Simple Summary Chronic inflammatory diseases could impact central nervous system homeostasis, being oxidative damage of the dorsal horn, a relevant mechanism mediating central sensitization. Chronic inflammatory lameness in dairy cows is a painful condition that affects animal welfare, affecting dairy production worldwide. This study reveals increased levels of reactive oxygen species, malondialdehyde, and carbonyl groups, indicating lipid and protein damage in the spinal cord of cows with chronic lameness. Moreover, antioxidant system activity was similar between lame and non-lame cows which suggests that antioxidant dysregulation was not the cause of oxidative damage, as has been proposed previously. Based on the fact that nociceptive pathways are strongly conserved between species, there is no reason to neglect that chronic pain in cows promotes Central Nervous System (CNS) alterations, such as oxidative damage. Moreover, lame cows develop central sensitization, as allodynia and hyperalgesia are centrally and not peripherally mediated. Our results support the current assumption that chronic pain is a central nervous system disease and lameness in dairy cows is far beyond an inflammation of the hoof.
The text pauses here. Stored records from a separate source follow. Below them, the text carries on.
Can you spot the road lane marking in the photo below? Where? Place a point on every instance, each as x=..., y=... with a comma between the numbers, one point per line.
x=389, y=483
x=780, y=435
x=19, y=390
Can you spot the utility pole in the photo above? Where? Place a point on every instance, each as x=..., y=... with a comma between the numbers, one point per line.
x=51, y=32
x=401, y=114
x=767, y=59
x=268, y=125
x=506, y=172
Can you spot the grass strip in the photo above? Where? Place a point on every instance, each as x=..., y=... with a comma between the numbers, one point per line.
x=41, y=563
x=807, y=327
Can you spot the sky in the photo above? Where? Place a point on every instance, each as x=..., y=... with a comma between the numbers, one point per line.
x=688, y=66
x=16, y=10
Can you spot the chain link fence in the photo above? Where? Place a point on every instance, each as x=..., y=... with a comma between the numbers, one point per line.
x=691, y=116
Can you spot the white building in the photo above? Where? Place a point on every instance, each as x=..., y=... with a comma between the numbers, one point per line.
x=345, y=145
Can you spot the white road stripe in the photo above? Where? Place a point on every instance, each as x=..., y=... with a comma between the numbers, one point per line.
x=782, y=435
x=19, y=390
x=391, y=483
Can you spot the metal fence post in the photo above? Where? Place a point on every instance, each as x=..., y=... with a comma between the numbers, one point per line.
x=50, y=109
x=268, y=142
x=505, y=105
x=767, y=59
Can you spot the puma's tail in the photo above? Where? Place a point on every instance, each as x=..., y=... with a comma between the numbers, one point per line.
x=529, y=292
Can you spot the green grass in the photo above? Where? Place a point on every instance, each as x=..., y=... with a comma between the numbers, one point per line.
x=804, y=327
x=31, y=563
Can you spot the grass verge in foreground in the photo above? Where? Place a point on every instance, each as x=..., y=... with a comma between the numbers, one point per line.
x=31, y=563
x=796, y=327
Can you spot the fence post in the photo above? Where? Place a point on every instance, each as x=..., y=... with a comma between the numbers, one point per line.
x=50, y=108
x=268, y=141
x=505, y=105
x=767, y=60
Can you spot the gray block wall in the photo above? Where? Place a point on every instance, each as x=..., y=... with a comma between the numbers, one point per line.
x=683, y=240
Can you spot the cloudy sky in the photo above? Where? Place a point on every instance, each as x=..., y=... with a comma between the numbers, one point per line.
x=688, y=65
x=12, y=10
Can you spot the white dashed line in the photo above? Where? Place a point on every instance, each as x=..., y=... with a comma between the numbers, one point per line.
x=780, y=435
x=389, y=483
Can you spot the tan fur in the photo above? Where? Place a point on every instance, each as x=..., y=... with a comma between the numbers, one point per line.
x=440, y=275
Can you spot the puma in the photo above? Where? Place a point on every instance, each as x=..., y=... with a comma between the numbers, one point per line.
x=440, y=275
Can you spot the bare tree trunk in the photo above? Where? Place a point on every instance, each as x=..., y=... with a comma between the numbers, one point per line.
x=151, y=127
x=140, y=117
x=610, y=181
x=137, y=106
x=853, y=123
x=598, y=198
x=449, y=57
Lameness in dairy cows is a worldwide prevalent disease with a negative impact on animal welfare and herd economy. Oxidative damage and antioxidant system dysfunction are common features of many CNS diseases, including chronic pain. The aim of this study was to evaluate the levels of reactive oxygen species (ROS) and oxidative damage markers in the spinal cord of dairy cows with chronic inflammatory lameness. Locomotion score was performed in order to select cows with chronic lameness. Dorsal horn spinal cord samples were obtained post mortem from lumbar segments (L2-L5), and ROS, malondialdehyde (MDA), and carbonyl groups were measured along with the activity of superoxide dismutase (SOD), catalase (CAT), glutathione peroxidase (GPx), and total antioxidant response (TAR). Lame cows had increased levels of ROS, MDA, and carbonyl groups, while no differences were observed between lame and non-lame cows in SOD, GPx, CAT, and TAR activity. We conclude that painful chronic inflammatory lameness in dairy cows is associated with an increase in ROS, MDA, and carbonyl groups. Nonetheless, an association between ROS generation and dysfunction of the antioxidant system, as previously proposed, could not be established.